Are we nearly there yet?

Deciding if you are making progress can be a challenge. Frances Buontempo considers various metrics and their effects.

Summer is a time for holidays including road trips for many, possibly with children screaming, “Are we nearly there yet?” from the back of the car. We didn’t get a chance to have a holiday but did go to a metal festival, so I’ve been too busy discovering new music to write an editorial. In fact, the deadline for this issue of Overload sneaked up on me, so I haven’t even tried thinking about it. Trying to keep a sense of how close targets or deadlines are is difficult. Even how long it might take to get to a location is not straight forward. While being physically close to your destination, the estimated time to arrival might be surprisingly large if there is a huge traffic queue. So near, and yet so far away.

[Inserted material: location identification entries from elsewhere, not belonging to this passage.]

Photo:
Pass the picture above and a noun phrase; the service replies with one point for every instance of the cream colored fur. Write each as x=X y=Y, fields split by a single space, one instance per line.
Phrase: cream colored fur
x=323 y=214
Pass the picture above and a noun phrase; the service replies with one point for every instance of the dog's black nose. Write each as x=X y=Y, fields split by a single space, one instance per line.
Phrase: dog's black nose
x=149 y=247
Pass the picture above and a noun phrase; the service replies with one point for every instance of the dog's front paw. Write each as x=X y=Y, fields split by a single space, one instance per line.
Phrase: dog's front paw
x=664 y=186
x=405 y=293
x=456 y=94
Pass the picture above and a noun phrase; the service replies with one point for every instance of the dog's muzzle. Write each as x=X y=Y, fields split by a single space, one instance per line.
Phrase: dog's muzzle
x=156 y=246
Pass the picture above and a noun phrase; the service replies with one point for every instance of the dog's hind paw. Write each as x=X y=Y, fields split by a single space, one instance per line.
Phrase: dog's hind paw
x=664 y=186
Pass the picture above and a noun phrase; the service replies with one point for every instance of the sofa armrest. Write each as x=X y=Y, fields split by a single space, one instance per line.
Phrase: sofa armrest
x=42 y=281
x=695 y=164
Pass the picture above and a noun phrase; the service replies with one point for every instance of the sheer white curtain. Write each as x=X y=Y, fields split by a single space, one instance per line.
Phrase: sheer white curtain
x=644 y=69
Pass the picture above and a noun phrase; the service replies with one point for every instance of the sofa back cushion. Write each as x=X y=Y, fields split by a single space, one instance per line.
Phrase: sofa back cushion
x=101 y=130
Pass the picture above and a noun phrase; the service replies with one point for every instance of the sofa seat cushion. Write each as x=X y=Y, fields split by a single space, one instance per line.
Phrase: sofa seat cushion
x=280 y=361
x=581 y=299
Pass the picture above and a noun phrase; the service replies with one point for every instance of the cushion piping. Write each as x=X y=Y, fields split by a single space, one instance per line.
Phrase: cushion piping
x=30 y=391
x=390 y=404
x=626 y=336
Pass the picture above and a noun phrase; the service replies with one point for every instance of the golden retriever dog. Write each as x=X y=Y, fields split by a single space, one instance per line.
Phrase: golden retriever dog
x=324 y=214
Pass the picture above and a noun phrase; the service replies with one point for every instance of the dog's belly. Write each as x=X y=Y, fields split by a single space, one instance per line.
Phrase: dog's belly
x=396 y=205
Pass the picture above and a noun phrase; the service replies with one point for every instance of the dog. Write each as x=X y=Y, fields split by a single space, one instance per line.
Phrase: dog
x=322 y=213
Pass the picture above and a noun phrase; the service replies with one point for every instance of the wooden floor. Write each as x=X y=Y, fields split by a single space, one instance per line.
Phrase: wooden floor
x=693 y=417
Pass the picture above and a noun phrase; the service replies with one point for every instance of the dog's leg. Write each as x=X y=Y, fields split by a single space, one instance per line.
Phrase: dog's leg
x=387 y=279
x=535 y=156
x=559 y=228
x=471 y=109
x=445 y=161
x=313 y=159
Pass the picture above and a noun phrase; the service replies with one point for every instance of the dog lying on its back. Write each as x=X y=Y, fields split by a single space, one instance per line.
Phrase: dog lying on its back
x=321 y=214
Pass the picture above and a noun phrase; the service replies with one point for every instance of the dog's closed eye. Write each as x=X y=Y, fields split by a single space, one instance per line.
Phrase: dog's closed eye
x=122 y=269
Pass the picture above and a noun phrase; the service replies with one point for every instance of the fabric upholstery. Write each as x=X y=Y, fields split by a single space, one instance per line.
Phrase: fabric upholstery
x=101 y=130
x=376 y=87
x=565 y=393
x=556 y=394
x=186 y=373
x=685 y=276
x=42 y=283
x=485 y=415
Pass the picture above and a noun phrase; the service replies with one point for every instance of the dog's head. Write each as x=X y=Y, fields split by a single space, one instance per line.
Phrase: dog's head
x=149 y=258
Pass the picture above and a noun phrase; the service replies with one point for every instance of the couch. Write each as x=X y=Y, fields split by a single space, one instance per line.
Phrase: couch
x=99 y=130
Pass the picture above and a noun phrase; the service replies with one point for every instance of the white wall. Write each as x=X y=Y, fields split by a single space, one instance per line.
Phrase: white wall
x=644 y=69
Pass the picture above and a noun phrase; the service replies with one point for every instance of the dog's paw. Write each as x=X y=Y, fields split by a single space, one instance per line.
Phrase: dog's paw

‘Nearly’ is relative, of course. Topology, a branch of mathematics, defines relationships in a very abstract way. Lisa Lippincott gave a keynote at the ACCU conference this year, called ‘The shape of a program’ [ Lippincott18 ]. She pulled on ideas from topology to talk about places and meaningful areas, particularly in a codebase. Now, topology provides a formal definition of points in a neighbourhood. Such points are close, in some sense, but topology doesn’t have a metric or distance measure, so ‘close’ is very abstract here. The concept of belonging to a neighbourhood depends on definition of an open set, which in turn has a complementary closed set, which has nothing to do with being close/nearby. Furthermore, sets can be both open and closed [ Wikipedia-a ]. This sounds counter-intuitive. Some sets are neither open nor closed. How can this possibly be useful? There is more to life than usefulness. I find topology mesmerising, but it is useful. It gives an abstract way to think about closeness and convergence. We could think more about convergence, but will have to save that for another time. For now, think tending towards somewhere. Where, exactly?

Defining ‘there’ is equally complicated. Some cultures or groups have an initiation ceremony to mark a transition to adulthood, or full membership status. Some professions require certified status. An event marks a boundary between before and after. A novice takes a vow and becomes an initiate. A trainee engineer passes exams and gains experience, allowing certification. Not everything has a clear definition or demarcation between in and out, open and closed, before and after. Even success or fail. If you are developing a product, how can you be sure what your customer needs? If you are learning a new subject, how do you know when you really understand it? What about learning a new programming language?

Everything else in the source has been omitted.